For the past 40 years scientists have been telling us that stem cells will revolutionise medicine, but we've yet to see that potential materialise. That may soon be about to change – after decades of groundwork Australian scientists at the University of New South Wales have developed a world-first technique that allows them to regrow muscle tissue in mice using adult stem cells.
The breakthrough could help sufferers of muscle wasting diseases such as muscular dystrophy. Normally incurable, muscular dystrophy affects around 21,000 Australians.
The implications of being able to regrow whole tissue groups are enormous. The way is now set for scientists to regenerate areas of the liver, pancreas, spine and brain, which means we could one day find a cure for Alzheimer’s, paralysis and diabetes. “What has been the realm of science fiction is looking more and more like the medicine of the future,” said Professor Peter Gunning, one of the lead researchers.
Scientists worldwide have been trying to grow muscles for years, but Gunning's team succeeded because it first ‘weeded out’ the old cells using chemotherapy. This gave the introduced stem cells the time they needed to establish themselves and regrow the muscle without competition.
The scientists are now looking to trial the treatment in humans.
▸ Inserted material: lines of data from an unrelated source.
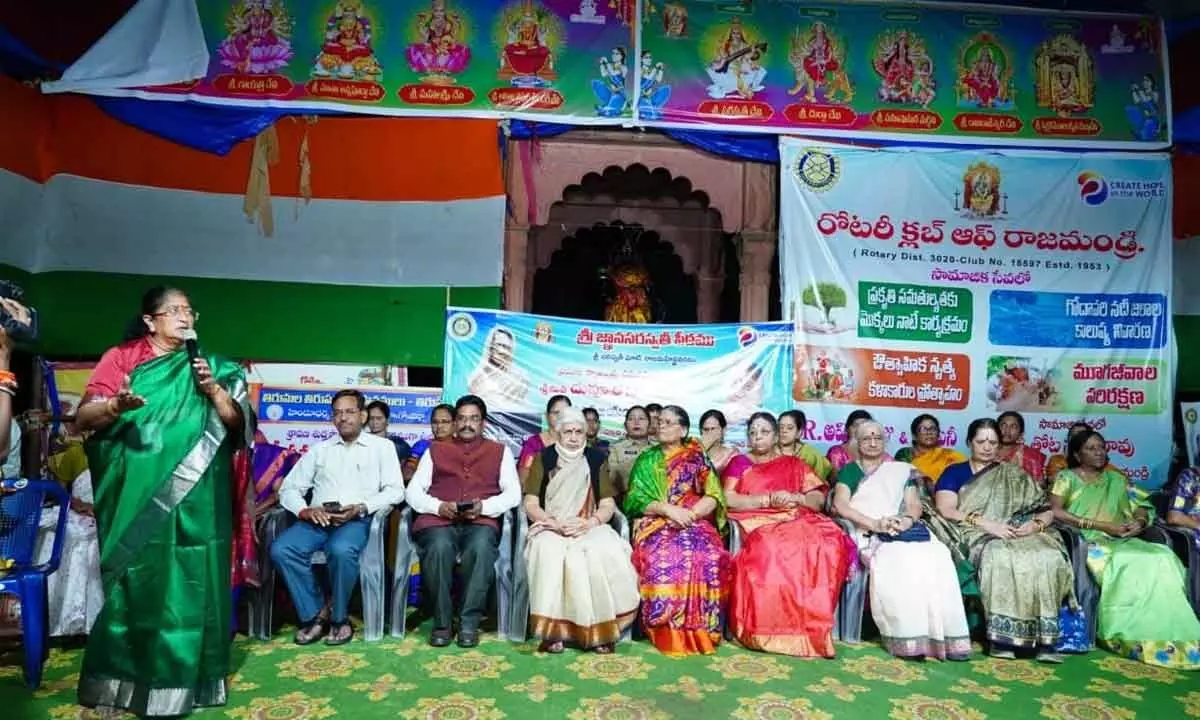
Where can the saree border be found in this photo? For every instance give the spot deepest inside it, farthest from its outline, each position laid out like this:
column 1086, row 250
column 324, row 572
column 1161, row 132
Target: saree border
column 151, row 702
column 184, row 479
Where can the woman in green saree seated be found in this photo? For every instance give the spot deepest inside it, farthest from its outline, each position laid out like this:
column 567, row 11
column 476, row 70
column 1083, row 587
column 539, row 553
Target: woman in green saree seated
column 1144, row 607
column 994, row 519
column 165, row 431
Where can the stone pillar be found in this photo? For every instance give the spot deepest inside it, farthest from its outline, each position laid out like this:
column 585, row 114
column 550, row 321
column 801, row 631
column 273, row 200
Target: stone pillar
column 760, row 189
column 757, row 252
column 516, row 267
column 708, row 297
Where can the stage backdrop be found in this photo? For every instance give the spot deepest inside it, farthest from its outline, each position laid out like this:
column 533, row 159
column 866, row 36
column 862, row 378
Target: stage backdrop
column 561, row 59
column 973, row 75
column 517, row 361
column 969, row 283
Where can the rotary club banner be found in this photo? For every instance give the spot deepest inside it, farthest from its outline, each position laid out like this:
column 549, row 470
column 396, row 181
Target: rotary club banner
column 516, row 363
column 966, row 283
column 478, row 58
column 996, row 76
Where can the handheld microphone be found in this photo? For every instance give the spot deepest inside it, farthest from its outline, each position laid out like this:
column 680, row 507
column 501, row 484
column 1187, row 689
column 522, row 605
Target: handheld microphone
column 193, row 352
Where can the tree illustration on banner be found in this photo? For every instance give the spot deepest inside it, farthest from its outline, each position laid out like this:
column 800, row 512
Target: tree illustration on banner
column 825, row 297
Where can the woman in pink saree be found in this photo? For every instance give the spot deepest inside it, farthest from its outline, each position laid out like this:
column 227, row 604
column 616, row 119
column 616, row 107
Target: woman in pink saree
column 793, row 561
column 678, row 511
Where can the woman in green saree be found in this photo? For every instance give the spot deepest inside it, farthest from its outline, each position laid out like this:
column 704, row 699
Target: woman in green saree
column 1144, row 607
column 163, row 432
column 993, row 517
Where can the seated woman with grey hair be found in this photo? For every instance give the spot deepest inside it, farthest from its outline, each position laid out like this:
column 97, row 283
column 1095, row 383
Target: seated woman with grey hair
column 582, row 583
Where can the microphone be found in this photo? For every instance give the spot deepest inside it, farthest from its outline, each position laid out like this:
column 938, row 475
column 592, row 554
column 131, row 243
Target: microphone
column 193, row 352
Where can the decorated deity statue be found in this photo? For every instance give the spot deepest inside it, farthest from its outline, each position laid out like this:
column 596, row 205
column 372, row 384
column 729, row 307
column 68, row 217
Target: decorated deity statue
column 439, row 52
column 631, row 301
column 612, row 95
column 655, row 90
column 527, row 52
column 347, row 51
column 737, row 67
column 259, row 37
column 675, row 19
column 819, row 65
column 1065, row 76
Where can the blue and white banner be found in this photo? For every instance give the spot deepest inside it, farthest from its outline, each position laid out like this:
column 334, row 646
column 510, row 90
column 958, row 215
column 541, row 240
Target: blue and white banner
column 517, row 361
column 967, row 283
column 300, row 415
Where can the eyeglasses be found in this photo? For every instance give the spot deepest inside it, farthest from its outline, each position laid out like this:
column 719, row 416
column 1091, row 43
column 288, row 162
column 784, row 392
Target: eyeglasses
column 178, row 311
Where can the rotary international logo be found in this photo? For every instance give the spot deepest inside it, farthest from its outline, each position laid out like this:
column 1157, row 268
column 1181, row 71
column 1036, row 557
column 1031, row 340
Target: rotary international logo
column 817, row 169
column 461, row 327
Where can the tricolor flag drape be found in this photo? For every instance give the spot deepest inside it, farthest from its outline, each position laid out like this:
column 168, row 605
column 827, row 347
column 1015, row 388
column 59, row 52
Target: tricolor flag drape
column 353, row 226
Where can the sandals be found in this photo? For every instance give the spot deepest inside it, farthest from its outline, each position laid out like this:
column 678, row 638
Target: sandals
column 311, row 631
column 340, row 634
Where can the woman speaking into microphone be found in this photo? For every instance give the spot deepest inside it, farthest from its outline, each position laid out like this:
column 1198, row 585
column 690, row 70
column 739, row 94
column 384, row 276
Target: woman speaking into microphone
column 163, row 432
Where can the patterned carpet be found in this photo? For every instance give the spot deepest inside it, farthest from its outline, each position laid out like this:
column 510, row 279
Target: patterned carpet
column 276, row 681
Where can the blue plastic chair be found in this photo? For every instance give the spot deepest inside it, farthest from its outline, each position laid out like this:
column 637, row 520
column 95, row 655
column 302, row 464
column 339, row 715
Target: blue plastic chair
column 21, row 515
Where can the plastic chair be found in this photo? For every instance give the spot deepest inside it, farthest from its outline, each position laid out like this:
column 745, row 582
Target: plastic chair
column 371, row 575
column 407, row 555
column 1183, row 543
column 21, row 515
column 519, row 622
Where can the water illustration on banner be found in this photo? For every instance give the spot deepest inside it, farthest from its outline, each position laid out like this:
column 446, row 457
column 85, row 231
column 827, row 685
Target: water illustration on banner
column 516, row 363
column 971, row 283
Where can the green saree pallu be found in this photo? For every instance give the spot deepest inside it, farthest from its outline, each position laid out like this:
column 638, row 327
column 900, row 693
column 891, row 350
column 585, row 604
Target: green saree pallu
column 1023, row 582
column 163, row 484
column 1144, row 610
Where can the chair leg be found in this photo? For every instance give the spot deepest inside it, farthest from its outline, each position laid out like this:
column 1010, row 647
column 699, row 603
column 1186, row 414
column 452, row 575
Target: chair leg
column 34, row 627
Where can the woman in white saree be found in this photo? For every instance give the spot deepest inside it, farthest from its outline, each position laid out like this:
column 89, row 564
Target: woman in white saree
column 916, row 600
column 582, row 585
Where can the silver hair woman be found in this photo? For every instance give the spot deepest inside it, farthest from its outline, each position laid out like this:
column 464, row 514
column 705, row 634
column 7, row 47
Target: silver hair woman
column 582, row 585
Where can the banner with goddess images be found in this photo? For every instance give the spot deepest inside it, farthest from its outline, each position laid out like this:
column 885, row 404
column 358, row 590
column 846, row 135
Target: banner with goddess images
column 969, row 283
column 549, row 59
column 897, row 71
column 517, row 361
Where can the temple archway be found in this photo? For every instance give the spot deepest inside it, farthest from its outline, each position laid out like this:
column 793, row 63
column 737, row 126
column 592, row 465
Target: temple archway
column 661, row 220
column 724, row 235
column 576, row 281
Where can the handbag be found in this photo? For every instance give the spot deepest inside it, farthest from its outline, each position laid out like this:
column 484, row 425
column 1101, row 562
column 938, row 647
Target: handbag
column 917, row 533
column 1072, row 631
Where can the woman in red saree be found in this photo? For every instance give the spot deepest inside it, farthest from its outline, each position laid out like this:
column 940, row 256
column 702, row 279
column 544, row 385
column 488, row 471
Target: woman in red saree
column 793, row 559
column 681, row 561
As they used adult muscle stem cells, which can be obtained from a willing donor, there are no legal or ethical complications. However, only a few types of adult stem cells have been discovered and properly characterised. In the future researchers may need to turn to embryonic stem cells to treat a broader range of diseases, which will raise ethical issues.
Embryonic stem cells are taken from human embryos, making their use controversial, but they have the potential to develop into any tissue type in the human body. This includes nerves, which could one day be used to help people paralysed by spinal injuries walk again.
The legal and ethical debate surrounding embryonic stem cells has constrained the scientific community's understanding of them, but this may soon no longer be the case now that US President Barack Obama has reversed the funding ban on embryonic stem cell research in the US. “New tools will be developed, new ideas will come out and, because it’s a global community, we’ll all be benefitting", says Gunning. He adds, "It’s clear that stem cell therapy is going to change medicine.” It may have been a long time coming, but stem cells are finally starting to measure up to their hype.
How it works
Scientists have failed to regrow muscle tissue in the past because the donor stem cells that they used were quickly out-competed by existing cells. This was overcome by making them resistant to chemotherapy and then using chemotherapy to wipe out the old tissue. The same process can be used to regenerate tissue in the brain, pancreas or liver. If scientists could learn to use embryonic rather than adult stem cells they could potentially regrow any tissue type in the body.